Page 1 of 1

check_proc alerts don't match system results

Posted: Wed Mar 27, 2019 2:11 pm
by dcj
We've suddenly developed an issue with check_procs. Nagios is registering a critical number of processes, but checking the system does not show the same number.

We're using the standard npre config file, with the following command:
command[check_total_procs]=/usr/lib/nagios/plugins/check_procs -w 275 -c 300

Our Nagios server says:
Total Processes PROCS CRITICAL: 1994 processes

However, checking the processes on the machine gives a very different answer:
root:~# ps -ef | wc -l
253

Even the npre script gives a different answer:
root:~# /usr/lib/nagios/plugins/check_procs -w 275 -c 300
PROCS OK: 250 processes | procs=250;275;300;0;

The Nagios server proc count goes up by 30-50 procs every notification, but the actual procs on the system are pretty stable.

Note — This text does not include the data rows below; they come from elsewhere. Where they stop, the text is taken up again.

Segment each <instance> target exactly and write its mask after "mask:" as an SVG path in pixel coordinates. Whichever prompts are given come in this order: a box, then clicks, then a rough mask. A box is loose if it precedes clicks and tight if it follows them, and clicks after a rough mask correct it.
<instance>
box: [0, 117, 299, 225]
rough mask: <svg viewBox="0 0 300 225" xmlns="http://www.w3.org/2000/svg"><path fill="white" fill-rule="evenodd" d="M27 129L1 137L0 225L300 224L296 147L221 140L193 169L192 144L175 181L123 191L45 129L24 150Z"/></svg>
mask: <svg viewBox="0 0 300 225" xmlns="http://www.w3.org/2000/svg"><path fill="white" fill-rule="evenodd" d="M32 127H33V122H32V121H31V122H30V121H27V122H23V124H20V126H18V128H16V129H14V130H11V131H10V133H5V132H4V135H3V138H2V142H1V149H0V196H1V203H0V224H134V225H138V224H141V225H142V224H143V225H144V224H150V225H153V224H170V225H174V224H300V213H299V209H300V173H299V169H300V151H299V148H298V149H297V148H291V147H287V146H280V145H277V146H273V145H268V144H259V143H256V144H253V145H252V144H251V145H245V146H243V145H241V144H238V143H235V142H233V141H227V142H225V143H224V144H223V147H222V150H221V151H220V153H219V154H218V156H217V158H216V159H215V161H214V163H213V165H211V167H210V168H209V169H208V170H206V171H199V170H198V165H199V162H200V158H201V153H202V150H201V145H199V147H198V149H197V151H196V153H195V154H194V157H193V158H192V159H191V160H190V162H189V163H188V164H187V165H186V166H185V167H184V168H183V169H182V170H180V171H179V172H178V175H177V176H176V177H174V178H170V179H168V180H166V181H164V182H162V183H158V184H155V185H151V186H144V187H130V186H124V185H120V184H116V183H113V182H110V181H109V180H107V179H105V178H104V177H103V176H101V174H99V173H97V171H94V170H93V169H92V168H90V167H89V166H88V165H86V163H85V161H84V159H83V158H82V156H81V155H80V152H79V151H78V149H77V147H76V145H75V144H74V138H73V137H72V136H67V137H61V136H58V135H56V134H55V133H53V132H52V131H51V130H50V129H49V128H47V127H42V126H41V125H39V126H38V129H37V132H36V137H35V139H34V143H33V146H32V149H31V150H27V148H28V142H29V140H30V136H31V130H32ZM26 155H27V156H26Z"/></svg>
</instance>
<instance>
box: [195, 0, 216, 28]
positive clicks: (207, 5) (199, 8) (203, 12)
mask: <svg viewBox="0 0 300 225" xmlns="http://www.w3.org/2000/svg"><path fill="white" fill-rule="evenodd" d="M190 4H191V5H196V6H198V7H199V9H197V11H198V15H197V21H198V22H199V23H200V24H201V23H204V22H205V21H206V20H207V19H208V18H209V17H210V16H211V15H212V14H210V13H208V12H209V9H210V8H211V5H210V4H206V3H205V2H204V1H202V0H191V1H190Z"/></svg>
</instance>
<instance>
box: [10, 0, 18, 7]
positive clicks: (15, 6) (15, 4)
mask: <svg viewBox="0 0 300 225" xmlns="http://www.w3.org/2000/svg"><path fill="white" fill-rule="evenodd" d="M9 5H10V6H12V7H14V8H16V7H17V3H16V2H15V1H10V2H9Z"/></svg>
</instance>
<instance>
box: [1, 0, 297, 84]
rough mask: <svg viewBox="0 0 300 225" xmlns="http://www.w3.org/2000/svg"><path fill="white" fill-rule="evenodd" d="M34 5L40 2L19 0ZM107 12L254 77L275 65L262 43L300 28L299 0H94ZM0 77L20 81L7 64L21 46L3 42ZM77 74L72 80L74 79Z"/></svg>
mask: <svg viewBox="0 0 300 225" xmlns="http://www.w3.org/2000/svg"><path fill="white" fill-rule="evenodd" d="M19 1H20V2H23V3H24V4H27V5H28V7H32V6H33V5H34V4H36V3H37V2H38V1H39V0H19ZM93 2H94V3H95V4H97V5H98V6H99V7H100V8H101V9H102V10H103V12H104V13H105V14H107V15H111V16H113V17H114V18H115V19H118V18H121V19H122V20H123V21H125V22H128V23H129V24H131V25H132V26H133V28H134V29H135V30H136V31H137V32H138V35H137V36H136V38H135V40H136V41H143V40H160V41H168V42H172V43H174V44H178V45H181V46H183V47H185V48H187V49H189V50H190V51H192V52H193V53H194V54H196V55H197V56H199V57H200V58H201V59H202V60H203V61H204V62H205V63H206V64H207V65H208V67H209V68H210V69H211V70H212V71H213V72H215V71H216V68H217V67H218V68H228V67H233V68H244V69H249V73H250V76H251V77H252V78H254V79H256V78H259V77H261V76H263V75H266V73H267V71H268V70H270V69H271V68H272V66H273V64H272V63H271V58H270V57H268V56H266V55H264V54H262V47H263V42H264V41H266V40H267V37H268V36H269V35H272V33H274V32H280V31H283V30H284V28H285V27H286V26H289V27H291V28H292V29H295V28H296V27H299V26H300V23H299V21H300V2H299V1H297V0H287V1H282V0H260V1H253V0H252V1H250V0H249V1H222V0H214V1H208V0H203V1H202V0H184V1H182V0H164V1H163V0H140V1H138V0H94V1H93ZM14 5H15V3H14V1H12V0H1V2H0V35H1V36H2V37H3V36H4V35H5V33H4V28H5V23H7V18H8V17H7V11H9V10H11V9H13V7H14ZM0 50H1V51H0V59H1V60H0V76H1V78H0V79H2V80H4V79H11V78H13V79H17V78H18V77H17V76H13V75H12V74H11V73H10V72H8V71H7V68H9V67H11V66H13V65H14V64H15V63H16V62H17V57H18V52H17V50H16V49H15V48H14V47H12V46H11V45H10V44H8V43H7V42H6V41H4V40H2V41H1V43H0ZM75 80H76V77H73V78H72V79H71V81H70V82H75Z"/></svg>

The problem manifested over the weekend. I have two other similar systems showing the same issue: We're using Ubuntu 16.04 on virtual machines.

Any help would be appreciated.

Re: check_proc alerts don't match system results

Posted: Wed Mar 27, 2019 2:48 pm
by npolovenko
Hello, @dcj. So running this command from the command line gives 250, but when Nagios executes the same command it shows 1994?
/usr/lib/nagios/plugins/check_procs -w 275 -c 300
Can you show me the command and service definitions from the nagios server?

Re: check_proc alerts don't match system results

Posted: Wed Mar 27, 2019 3:32 pm
by dcj
Hi @npolovenko. Thanks for the quick response. It turns out the server file was accidentally pointed at the wrong machine. When we looked at the proper machine, the process counts were correct. Please close this as user error.